Few can fault the judges in this case from wanting to protect school children from being indoctrinated by Keeton’s beliefs. But as is often said, hard cases make bad law. My argument is not that Keeton should be allowed to instill her beliefs in school children. It is merely that forcing Keeton to choose between undergoing remediation and facing expulsion is not a legally permissible solution to the very real problem that ASU faced. Instead, ASU might have been within its right to postpone Keeton’s scheduled counseling until further notice. And if Keeton proved unable or unwilling to abide by the Code of Ethics, the American Counseling Association could have refused to certify her as a counselor.

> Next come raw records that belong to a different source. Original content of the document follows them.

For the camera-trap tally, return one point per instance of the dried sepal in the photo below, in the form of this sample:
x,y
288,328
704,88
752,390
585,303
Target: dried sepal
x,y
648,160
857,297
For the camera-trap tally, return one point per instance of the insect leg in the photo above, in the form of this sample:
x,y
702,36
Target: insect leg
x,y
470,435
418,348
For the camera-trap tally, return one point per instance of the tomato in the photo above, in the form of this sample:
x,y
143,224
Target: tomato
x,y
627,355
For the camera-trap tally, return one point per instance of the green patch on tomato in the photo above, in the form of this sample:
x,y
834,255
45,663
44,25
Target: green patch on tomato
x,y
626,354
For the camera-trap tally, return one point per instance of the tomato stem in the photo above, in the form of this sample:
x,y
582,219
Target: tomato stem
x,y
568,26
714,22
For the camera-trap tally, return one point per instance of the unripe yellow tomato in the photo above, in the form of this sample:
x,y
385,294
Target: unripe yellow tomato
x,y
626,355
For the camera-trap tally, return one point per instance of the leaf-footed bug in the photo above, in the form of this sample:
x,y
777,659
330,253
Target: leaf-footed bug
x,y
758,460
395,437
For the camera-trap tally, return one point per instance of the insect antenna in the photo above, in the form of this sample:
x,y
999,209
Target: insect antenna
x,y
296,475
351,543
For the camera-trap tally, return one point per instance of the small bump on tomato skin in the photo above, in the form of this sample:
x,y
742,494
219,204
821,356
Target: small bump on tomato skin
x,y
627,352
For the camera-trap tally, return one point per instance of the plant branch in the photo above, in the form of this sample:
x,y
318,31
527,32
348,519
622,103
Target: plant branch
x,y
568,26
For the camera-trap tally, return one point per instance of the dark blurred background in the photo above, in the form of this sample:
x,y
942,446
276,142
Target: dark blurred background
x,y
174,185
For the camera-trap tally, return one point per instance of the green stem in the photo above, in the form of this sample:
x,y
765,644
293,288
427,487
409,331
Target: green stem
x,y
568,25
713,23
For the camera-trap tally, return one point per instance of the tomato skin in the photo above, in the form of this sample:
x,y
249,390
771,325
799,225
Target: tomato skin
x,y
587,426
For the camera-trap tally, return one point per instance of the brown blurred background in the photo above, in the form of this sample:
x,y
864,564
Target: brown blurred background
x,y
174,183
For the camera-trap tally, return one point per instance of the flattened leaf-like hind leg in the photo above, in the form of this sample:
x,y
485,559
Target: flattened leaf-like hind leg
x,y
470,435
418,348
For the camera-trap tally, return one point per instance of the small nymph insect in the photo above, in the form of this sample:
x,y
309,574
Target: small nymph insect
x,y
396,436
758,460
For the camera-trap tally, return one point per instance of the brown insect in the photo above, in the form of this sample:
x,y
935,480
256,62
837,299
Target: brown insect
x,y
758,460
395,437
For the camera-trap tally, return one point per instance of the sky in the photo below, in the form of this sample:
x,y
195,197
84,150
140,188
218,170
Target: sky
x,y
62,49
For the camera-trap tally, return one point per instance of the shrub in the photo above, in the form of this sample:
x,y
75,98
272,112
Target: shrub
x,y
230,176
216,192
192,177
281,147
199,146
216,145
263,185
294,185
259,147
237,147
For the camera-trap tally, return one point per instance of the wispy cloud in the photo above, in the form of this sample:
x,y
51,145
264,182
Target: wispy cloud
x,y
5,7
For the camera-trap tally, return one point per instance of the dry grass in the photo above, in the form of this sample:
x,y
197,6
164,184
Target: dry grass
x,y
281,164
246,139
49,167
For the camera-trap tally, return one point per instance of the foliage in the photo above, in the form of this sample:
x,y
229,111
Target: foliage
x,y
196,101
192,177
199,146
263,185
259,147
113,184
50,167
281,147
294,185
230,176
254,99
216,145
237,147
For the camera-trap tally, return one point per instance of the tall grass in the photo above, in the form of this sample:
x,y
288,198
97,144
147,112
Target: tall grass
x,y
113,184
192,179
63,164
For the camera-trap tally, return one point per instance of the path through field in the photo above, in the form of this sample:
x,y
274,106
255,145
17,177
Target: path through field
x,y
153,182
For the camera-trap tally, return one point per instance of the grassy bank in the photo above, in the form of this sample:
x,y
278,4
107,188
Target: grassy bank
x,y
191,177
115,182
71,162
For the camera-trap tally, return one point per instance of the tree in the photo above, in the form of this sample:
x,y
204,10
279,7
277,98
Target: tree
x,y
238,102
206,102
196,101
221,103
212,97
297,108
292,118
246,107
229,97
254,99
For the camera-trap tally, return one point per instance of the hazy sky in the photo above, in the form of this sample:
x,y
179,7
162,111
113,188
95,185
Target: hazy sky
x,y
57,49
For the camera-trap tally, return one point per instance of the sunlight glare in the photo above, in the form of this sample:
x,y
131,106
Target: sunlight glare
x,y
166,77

Importantly, while the Eleventh Circuit rejected each of Keeton’s arguments, the decision was not a rejection of the merits of the claims themselves. A court may only grant a preliminary injunction if the plaintiff demonstrates that she is substantially likely to win her case. The district court and the appellate court decisions, which were rulings on Keeton’s request for a preliminary injunction, held that Keeton failed to meet this high burden. While the opinions cast doubt on Keeton’s chances of winning her underlying suit, in the words of Yankee legend Yogi Berra, “it ain’t over till it’s over.” When the case concludes, it will serve as an important precedent for the many professional associations that promulgate ethical codes.